Le preneur malheureux, demande au bailleur une indemnité d'éviction.
Les juges du fond l'ont débouté. Il s'est pourvu en cassation, en invoquant la protection des biens garantie par l'article 1er du Protocole Additionnel de la Convention EUropéenne des droits de l'Homme, et l'article 17 de la Charte des Droits Fondamentaux de l'Union Européenne.
La 3eme chambre de la Cour de Cassation rejette le pourvoi considérant qu'en application de l'article 1722 du Code Civil, la destruction totale du bien loué entraîne la résiliation de plein droit du bail, et la perte des droits contractuels et statutaires.
(3eme Civ 29 juin 2011 n°10-199975)
Un vendeur a cédé son pavillon préfabriqué, à une époque où il savait que ce dernier comportait de l'amiante, mais qu'aucune obligation légale d'information de l'acquéreur n'existait.
En effet le décret du 5 mais 2002, rentré en application le 3 septembre 2002, est postérieur à la vente.
L'acquéreur découvrit inopinément, après la vente, que le pavillon comportait de l'amiante.
Il saisit la justice en résolution de la vente pour vice caché.
Les juges du fonds ont accueilli cette demande.
Le vendeur s'est pourvu en cassation au motif que c'est à tort que les juges du fond lui reprochent de ne pas avoir donné une information, à laquelle, il n'était pas tenu.
La 3eme chambre civile, de la Cour de Cassation, écarte l'argument, retenant que même en l'absence d'une obligation légale, le vendeur était tenu tenu d'un devoir général de loyauté. (Civ 3eme, 16 mars 2011, n°10-10.503)
Un professeur de musique employé par l'Institut de rééducation de jeunes, a été condamné par une cour d'assises pour avoir commis sur plusieurs de ses élèves des viols et agressions sexuelles, avec la circonstance aggravante que ces actes avaient été commis par une personne ayant autorité sur les victimes.
Plusieurs victimes ont saisi la commission d'indemnisation des victimes d'infraction (CIVI) aux fins d'obtenir la réparation de leur préjudice moral.Après les avoir indemnisées, le Fonds de garantie des assurances obligatoires de dommages (le Fonds) a assigné en remboursement l'institut de rééducation et son assureur.
Condamnés en cause d'appel, l'assureur et l'association ont formé un pourvoi et font grief à l'arrêt de les condamner in solidum à payer au Fonds la somme de 53 500 euros outre intérêts au taux légal à compter de l'assignation.
Le pourvoi est de façon prévisible rejeté.

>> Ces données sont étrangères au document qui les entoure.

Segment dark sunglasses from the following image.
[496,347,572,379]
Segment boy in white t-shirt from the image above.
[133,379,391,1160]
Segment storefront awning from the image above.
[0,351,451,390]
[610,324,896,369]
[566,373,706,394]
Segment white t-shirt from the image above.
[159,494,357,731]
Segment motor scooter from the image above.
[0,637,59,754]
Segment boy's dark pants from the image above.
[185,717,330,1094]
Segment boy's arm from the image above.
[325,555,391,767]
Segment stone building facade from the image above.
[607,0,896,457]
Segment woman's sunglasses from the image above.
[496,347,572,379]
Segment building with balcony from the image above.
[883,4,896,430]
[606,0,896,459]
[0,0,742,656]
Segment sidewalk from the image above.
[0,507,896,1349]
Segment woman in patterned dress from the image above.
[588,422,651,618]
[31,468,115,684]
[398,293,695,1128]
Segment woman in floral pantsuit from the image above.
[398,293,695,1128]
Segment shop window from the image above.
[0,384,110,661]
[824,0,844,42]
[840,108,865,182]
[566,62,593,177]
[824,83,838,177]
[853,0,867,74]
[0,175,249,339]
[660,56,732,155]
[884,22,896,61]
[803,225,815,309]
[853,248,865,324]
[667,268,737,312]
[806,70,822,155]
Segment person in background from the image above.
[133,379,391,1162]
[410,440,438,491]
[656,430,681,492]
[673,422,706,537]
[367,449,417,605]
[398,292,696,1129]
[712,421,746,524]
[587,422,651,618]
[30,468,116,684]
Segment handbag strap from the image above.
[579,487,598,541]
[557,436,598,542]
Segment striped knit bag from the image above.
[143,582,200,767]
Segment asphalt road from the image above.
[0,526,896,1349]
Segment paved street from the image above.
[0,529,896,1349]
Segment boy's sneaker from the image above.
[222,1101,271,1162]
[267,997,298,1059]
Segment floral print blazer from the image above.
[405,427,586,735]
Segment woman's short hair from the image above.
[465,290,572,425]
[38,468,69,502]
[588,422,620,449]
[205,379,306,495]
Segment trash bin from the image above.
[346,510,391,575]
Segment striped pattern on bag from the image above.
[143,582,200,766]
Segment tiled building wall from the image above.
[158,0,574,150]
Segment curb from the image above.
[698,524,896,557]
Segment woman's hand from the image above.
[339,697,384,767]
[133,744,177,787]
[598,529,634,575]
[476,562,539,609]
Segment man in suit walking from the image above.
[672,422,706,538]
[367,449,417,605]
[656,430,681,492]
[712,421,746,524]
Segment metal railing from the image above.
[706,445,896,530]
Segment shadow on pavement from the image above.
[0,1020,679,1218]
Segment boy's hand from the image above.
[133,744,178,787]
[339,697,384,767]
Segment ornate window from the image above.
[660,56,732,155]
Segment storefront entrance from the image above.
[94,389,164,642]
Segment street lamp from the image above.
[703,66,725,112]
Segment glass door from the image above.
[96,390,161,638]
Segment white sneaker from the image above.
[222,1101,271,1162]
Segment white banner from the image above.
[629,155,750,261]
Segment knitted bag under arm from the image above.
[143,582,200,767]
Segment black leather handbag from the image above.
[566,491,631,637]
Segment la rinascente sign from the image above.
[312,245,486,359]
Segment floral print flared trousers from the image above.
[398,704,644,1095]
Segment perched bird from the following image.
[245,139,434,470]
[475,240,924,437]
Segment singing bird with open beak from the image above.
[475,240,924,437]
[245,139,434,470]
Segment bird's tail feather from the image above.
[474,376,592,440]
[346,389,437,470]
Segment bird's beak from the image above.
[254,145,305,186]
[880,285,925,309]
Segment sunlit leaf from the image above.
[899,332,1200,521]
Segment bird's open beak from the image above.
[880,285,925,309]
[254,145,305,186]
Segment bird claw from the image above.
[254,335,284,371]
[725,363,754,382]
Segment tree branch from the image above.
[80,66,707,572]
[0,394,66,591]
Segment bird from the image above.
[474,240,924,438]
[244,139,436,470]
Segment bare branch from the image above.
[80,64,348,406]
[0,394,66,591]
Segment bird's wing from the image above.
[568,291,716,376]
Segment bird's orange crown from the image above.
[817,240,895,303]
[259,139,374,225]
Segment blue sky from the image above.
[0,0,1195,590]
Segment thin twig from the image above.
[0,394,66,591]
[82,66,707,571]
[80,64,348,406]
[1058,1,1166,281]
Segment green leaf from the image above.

La Cour de Cassation relève que le professeur de musique, usant du cadre de l'exécution de son emploi pour abuser d'élèves placés sous son autorité, avait pratiqué les viols et agressions sexuelles dont il avait été reconnu coupable dans l'enceinte de l'établissement, pendant les cours qu'il devait y donner. La Cour d'Appel en a exactement déduit que ce préposé, qui avait ainsi trouvé dans l'exercice de sa profession sur son lieu de travail et pendant son temps de travail les moyens de sa faute et l'occasion de la commettre, fût-ce sans autorisation et à des fins étrangères à ses attributions, n'avait pas agi en dehors de ses fonctions, et que l'association, son commettant, était responsable des dommages qu'il avait ainsi causés.
(Cass. 2e civ., 17 mars 2011, n° 10-14.468, FS-P+B, Sté Groupama assurances Océan Indien c/ Assoc. de patronage de l'Institut de rééducation des jeunes sourds et aveugles de Marseille et a. : JurisData n° 2011-003688)
L'article 4 de la loi 5 juillet 1985 prévoit que la faute commise par le conducteur du véhicule terrestre à moteur a pour effet de limiter ou d'exclure l'indemnisation des dommages qu'il a subis.
En l'espèce, un automobiliste a viré sur sa gauche pour s'engager sur un parking lorsqu'il a heurté un cyclomotoriste victime qui roulait dans le même sens.
Il résultait des constatations policières qu'il ne s'agit pas d'un choc perpendiculaire mais d'un effleurement.
Pour retenir l'indemnisation intégrale du préjudice de la victime,la Cour d'Appel de Nimes énnonce que "si un témoin digne de foi affirme que le cyclomotoriste se trouvait sur le trottoir, ce témoignage n'est corroboré par aucun élément matériel et objectif alors que la perception des faits par le témoin, de nuit, dans un contexte de surprise et de rapidité inhérent à un accident, a pu être trompée."
En conséquence, la preuve d'un comportement fautif de cyclomotoriste n'étant pas rapportée, il a droit à indemnisation intégral de son préjudice.
(CA Nîmes, ch. 1 B, 15 févr. 2011 : JurisData n° 2011-004819)
Le décret n° 2011-629 du 3 juin 2011, relatif à la protection de la population contre les risques sanitaires liés à une exposition à l'amiante dans les immeubles bâtis, concerne les propriétaires de tout ou partie d'immeubles bâtis dont le permis de construire a été délivré avant le 1er juillet 1997.
Ce décret a pour principal objet, de restructurer la partie réglementaire du Code de la santé publique relative à la prévention des risques liés à l'amiante dans les immeubles bâtis.
L'objectif est d'assurer la protection de la population qui réside, circule ou travaille dans des immeubles dans lesquels des matériaux et produits contenant de l'amiante sont présents.
Les principales dispositions de ce décret sont les obligations faites aux propriétaires d'immeubles de faire réaliser des repérages de matériaux et produits contenant de l'amiante, de faire réaliser, si nécessaire, des travaux de mise en sécurité ou un suivi de l'état des matériaux en place, et d'élaborer des documents rassemblant les informations relatives à la présence de ces matériaux et produits.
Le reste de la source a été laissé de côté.